The United Nations Human Rights Monitoring Mission in Ukraine has declared 2025 the most lethal year for civilians since the escalation of hostilities in 2022. According to their latest report, conflict-related violence claimed at least 2,514 civilian lives last year—marking a significant escalation from 2,088 fatalities in 2024 and 1,974 in 2023. The number of injured civilians demonstrated a similar upward trajectory, increasing substantially each consecutive year.
The most devastating single incident occurred in November 2025, when an attack on the western city of Ternopil resulted in at least 38 civilian casualties, including eight children. The UN mission’s data reveals that the total civilian casualties (killed and injured) in 2025 represented a 31% increase from 2024 figures and a staggering 70% surge compared to 2023.
Danielle Bell, head of the monitoring mission, characterized these statistics as evidence of “a marked deterioration in the protection of civilians.” She elaborated that “this rise was driven not only by intensified hostilities along the frontline, but also by the expanded use of long-range weapons, which exposed civilians across the country to heightened risk.”
Concurrent with these findings, President Volodymyr Zelensky reported that overnight Russian strikes on January 13th killed four people in Kharkiv and left “several hundred thousand households” without power in and around Kyiv amid subzero temperatures. The assault involved nearly 300 drones, 18 ballistic missiles, and seven cruise missiles targeting urban centers nationwide.

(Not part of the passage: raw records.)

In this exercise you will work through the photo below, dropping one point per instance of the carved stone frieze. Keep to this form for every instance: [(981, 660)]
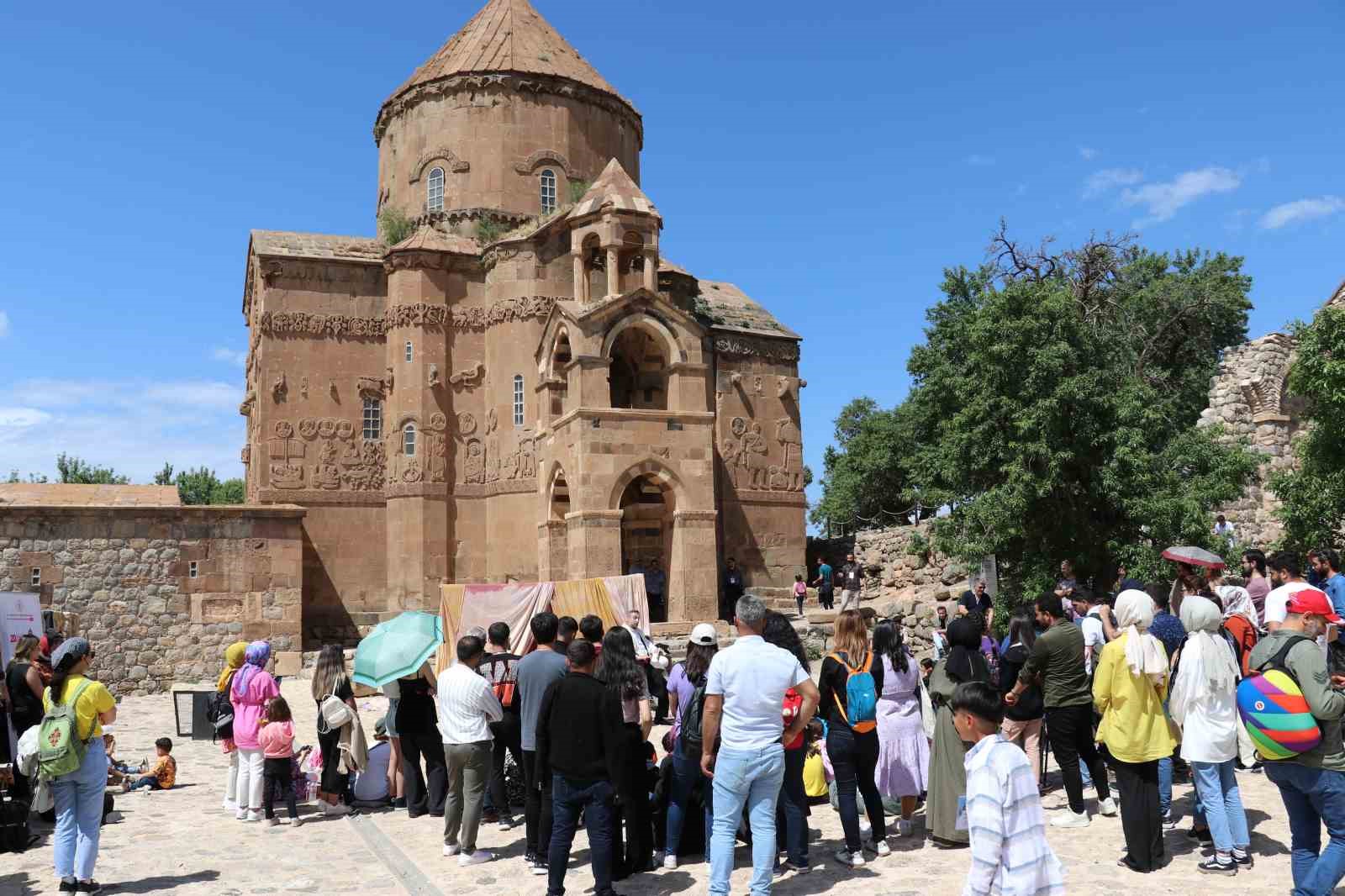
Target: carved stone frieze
[(746, 346)]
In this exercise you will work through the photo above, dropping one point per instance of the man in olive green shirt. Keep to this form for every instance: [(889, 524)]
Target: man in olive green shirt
[(1058, 663), (1311, 783)]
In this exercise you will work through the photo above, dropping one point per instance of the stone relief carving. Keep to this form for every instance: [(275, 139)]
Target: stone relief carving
[(468, 378), (768, 349), (407, 315)]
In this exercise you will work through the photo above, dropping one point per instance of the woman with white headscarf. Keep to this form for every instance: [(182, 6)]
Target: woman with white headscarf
[(1129, 689), (1204, 703)]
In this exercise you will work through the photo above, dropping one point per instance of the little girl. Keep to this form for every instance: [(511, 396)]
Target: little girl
[(276, 735)]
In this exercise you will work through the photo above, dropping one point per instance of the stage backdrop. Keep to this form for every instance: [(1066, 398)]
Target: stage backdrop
[(466, 607)]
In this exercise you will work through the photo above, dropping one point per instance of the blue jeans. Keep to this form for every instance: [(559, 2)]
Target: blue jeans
[(791, 810), (569, 798), (1313, 797), (78, 798), (1221, 804), (751, 777), (686, 775)]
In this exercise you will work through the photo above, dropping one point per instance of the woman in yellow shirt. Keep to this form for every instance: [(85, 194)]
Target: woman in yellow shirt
[(78, 795), (1129, 689)]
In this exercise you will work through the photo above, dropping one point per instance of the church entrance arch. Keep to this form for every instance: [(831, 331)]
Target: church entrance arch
[(647, 530)]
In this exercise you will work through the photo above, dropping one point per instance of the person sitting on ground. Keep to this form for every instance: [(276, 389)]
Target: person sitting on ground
[(1009, 851), (165, 772)]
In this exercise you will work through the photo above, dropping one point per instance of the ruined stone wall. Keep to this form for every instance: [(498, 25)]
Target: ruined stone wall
[(127, 575)]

Kyiv’s energy infrastructure suffered severe damage, with Yasno energy company CEO reporting citywide “emergency shutdowns” as emergency crews battled fires and worked to restore utilities in freezing conditions. Ukrainian officials accused Russia of deliberately targeting energy infrastructure to “deprive people of power, water and heating” during extreme cold weather.

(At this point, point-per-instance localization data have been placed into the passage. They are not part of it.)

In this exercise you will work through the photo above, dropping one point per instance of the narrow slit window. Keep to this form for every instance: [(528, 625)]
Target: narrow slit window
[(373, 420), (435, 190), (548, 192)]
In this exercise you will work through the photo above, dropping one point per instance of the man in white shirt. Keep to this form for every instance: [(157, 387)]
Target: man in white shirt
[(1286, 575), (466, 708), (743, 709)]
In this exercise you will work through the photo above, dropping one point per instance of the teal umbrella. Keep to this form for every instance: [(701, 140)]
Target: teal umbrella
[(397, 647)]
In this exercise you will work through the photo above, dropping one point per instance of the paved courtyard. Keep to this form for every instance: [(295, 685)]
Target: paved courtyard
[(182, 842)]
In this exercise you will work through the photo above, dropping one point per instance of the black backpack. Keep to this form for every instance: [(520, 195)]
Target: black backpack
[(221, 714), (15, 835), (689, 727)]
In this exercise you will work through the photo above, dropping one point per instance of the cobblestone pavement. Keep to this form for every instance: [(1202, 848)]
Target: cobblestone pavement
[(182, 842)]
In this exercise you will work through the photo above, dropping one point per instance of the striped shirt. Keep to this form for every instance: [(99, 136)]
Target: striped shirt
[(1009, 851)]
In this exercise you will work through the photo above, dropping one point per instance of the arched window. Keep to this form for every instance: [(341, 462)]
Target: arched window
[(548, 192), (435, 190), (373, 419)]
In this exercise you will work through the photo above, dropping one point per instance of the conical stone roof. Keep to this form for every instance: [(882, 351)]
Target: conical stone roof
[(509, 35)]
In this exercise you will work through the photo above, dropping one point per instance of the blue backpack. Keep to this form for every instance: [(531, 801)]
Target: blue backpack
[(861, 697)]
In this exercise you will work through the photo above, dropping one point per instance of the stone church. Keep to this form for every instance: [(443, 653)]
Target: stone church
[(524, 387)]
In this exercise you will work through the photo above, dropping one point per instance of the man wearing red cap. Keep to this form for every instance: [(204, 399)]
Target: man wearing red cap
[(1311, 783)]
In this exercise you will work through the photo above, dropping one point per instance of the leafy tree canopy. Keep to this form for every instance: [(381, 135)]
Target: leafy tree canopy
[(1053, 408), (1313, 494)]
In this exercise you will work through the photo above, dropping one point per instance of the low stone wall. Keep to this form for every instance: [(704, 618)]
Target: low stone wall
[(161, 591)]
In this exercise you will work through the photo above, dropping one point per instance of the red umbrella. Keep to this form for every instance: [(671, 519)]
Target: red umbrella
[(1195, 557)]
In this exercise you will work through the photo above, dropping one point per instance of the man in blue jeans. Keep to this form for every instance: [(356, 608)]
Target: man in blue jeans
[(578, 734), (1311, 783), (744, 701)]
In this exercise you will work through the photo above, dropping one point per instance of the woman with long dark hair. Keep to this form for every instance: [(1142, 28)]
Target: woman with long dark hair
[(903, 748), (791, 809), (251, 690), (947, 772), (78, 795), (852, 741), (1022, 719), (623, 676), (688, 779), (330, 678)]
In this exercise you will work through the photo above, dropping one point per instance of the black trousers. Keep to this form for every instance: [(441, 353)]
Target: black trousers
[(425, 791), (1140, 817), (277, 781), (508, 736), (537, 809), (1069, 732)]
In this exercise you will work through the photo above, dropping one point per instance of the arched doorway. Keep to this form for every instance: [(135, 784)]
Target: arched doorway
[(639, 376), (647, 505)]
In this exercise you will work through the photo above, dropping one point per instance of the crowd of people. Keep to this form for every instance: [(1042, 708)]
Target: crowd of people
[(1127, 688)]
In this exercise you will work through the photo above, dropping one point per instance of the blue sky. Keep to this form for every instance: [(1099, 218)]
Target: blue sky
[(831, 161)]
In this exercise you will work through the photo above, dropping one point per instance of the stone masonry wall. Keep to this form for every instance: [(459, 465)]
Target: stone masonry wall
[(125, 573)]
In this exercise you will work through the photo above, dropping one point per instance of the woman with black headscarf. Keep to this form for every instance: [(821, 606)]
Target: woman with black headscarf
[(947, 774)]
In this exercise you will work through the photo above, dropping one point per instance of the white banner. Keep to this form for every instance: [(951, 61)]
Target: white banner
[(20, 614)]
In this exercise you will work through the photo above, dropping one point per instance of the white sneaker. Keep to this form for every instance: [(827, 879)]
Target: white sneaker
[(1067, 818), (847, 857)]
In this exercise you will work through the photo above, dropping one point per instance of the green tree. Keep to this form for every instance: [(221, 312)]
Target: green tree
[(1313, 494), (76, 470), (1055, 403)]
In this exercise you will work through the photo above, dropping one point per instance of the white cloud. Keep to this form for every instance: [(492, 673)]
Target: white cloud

Additional casualties were reported across multiple regions: ten injured in a Kharkiv postal terminal strike, two killed in Donetsk region attacks, and six injured in Odesa where strikes damaged residential buildings, energy facilities, a hospital, and a kindergarten.

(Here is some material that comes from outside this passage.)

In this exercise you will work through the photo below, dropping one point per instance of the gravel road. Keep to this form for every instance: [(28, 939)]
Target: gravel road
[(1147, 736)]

The timing of these attacks carried historical significance, occurring on the 1,418th day of Russia’s full-scale invasion—equaling the duration of Soviet involvement in World War II. EU Ambassador to Ukraine Katarina Mathernova noted on social media: “Back then, the USSR was attacked, fought back, and—thanks to massive Western support—ended the war victorious… Today, Putin chose this war. Planned it. Launched it. Owns it.”